Abstract:
Concerns about the threat of piracy and the spread of viruses have been raised as a
result of the rise in popularity of Android applications. Through applications, malware is
frequently propagated in the mobile environment. People frequently grant applications rights
without fully understanding their purpose. Android devices are used by almost 2.8 billion
people worldwide. Therefore, the requirement for a reliable Android malware detection
system is unavoidable. In order to provide a real-time and responsive detection environment
for Android mobile devices, this paper proposes MobiTive, an efficient Android malware
detection system. A more practical and secure application solution is MobiTive, which
checks and monitors APK files before installation. MobiTive is concentrating on mobile
and server-side platforms. APK files are mined for API calls and Manifest files of both
malware and benign apps, and this raw data is then fed into convolutional neural networks.
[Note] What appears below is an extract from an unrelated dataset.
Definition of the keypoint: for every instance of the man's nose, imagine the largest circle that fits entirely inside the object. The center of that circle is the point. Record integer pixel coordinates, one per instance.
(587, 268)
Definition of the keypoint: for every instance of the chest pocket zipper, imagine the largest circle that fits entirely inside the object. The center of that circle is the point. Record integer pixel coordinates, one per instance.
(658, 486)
After being trained independently, networks including GRU, BI-GRU, STACKED GRU,
and LSTM were shown to be of good performance. Its shown that BI-GRU have the highest
performance. As quantization is done for mobile device adaptation, network model size
varies. Deep Learning model must be converted to Tensorflow-lite model due to limited
computing power and resource availability in order to function well on the mobile platform.
MobiTive has been evaluated for effectiveness on a variety of mobile devices, and it achieves
detection accuracy of 90.26% percent.